Use your resources wisely
If there is any resource that cannot scale horizontally, keep its workload to a minimum. Direct consumption of that resource will eventually become a bottleneck.
Do not overuse memory or processing power, specially on non-scalable resources. Trying to improve performance by consuming more memory or processing power can hurt scalability in the long run, and should be done with caution.
Optimize your external resources. For example, when using a SQL database, make proper use of indexes, avoid huge data read/write operations or load too much data in memory through temporary tables.
Use asynchronous programming to make better use of threads, for example by using the C# async and await. This link leads to an article about asynchrony.
Stream big collections instead of loading all in memory, for example by using the C# yield. This link leads to an article about yielding and IEnumerable.
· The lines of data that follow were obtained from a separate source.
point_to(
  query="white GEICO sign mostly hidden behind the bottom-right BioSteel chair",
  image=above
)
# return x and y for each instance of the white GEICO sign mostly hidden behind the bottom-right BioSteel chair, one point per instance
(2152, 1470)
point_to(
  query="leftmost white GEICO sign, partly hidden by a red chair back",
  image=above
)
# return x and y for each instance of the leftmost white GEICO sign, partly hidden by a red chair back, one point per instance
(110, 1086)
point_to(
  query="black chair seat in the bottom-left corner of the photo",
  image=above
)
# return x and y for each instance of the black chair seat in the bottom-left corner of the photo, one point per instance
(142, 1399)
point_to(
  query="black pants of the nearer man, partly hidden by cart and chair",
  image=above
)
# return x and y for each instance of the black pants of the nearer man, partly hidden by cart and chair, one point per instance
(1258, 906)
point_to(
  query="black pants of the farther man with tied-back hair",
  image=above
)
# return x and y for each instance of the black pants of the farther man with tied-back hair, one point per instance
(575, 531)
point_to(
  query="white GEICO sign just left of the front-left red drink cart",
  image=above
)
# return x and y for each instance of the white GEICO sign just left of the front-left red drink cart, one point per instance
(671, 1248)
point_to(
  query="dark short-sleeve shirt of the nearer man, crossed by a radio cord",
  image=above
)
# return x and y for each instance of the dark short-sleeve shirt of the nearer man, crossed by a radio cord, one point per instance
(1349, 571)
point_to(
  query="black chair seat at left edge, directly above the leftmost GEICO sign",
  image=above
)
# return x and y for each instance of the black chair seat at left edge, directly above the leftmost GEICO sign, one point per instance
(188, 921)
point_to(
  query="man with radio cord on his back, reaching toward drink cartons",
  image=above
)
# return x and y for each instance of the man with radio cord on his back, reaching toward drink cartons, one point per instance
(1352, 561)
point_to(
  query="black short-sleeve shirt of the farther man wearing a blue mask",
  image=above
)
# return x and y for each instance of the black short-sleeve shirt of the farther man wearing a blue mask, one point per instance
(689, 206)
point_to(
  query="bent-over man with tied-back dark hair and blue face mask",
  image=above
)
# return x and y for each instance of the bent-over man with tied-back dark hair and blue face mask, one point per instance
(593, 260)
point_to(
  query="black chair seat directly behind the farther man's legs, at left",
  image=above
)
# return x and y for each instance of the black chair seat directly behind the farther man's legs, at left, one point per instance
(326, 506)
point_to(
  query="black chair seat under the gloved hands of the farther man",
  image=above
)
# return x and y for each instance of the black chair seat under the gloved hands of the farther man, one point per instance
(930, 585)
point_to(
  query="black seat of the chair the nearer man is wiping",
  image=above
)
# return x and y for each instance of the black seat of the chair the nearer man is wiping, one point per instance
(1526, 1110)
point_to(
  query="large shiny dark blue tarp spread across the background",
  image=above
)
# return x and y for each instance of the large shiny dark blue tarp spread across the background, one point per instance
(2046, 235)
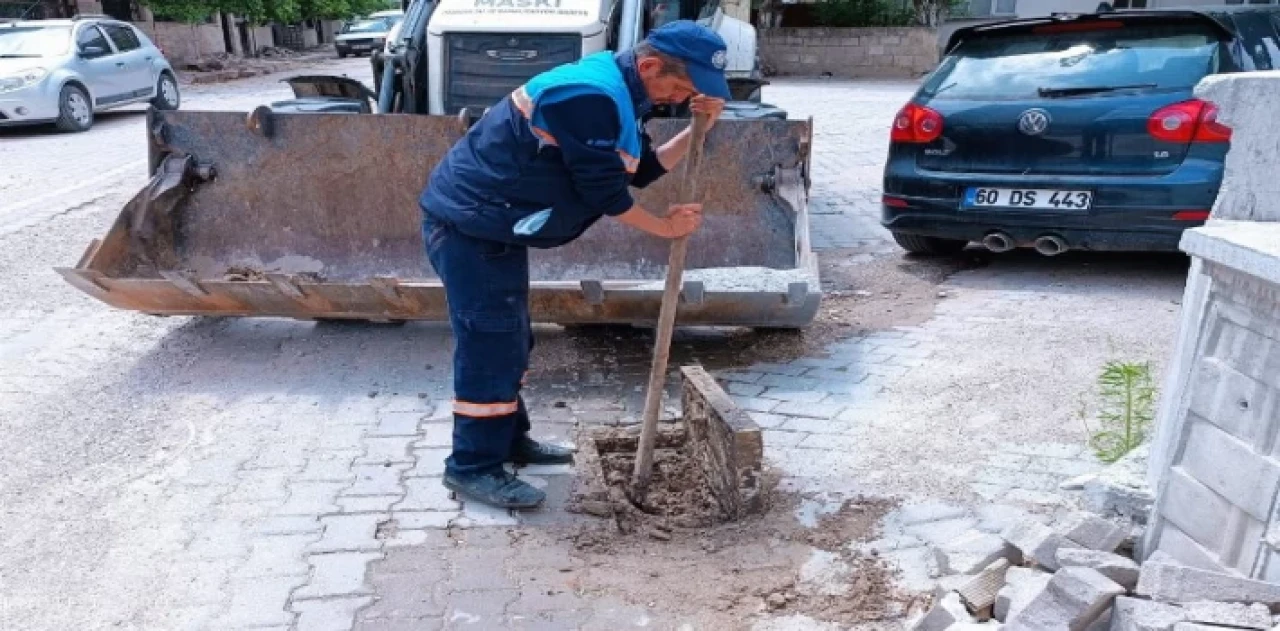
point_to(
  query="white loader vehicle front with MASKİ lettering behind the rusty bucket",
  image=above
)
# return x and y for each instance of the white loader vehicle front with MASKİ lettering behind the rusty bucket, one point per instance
(469, 54)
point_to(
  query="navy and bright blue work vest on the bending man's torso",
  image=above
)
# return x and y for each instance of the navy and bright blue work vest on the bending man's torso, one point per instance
(497, 184)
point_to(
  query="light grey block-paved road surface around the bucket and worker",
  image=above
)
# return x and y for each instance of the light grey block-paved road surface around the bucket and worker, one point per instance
(259, 474)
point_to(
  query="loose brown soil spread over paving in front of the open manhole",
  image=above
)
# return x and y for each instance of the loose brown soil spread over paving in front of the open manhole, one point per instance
(767, 565)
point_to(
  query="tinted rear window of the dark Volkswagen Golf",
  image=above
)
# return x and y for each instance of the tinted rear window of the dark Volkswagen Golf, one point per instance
(1020, 66)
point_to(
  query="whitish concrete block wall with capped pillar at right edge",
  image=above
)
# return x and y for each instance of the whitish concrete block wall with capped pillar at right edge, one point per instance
(1217, 455)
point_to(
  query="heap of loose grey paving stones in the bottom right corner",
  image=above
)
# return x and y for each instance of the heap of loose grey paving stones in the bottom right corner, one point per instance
(1076, 575)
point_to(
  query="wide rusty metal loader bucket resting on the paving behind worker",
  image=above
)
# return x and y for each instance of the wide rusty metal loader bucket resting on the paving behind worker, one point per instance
(317, 217)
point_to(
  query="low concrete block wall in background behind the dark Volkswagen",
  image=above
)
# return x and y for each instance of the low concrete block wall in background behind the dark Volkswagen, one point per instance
(851, 53)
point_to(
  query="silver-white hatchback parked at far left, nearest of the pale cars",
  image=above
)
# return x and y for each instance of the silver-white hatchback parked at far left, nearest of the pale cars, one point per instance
(63, 71)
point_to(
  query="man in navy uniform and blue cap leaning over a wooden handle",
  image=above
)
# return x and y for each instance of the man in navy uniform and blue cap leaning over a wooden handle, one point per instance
(538, 171)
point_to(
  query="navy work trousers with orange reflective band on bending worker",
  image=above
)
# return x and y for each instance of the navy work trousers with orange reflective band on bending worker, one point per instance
(487, 286)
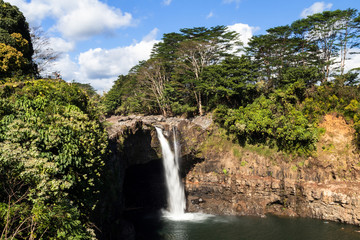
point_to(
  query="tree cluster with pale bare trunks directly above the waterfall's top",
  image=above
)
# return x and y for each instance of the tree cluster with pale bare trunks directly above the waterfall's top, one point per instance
(168, 83)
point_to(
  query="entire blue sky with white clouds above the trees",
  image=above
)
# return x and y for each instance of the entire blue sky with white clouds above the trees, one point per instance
(101, 39)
Use infrastructure in your favor
It is good to cache data or results that changes infrequently. They are relatively easy to manage, and cached results not only avoid consuming resources from the infrastructure to generate the same data everytime, but also speed up processing time. This is specially useful when caching results of non-scalable resources.
Apply request coalescing in non-mutable and frequently called functions. Request coalescing means that different function calls that predictably return the same result do not need to be executed twice - attach the second request to the first and return the same data to both. I created a thread-safe C# library that allows both request coalescing and in-memory cache, called TimedDictionary.
Execute only what is necessary, and avoid using generic functions that generate and return much more data than is required to fulfill the request. Try to keep a balance between practicality and optimization.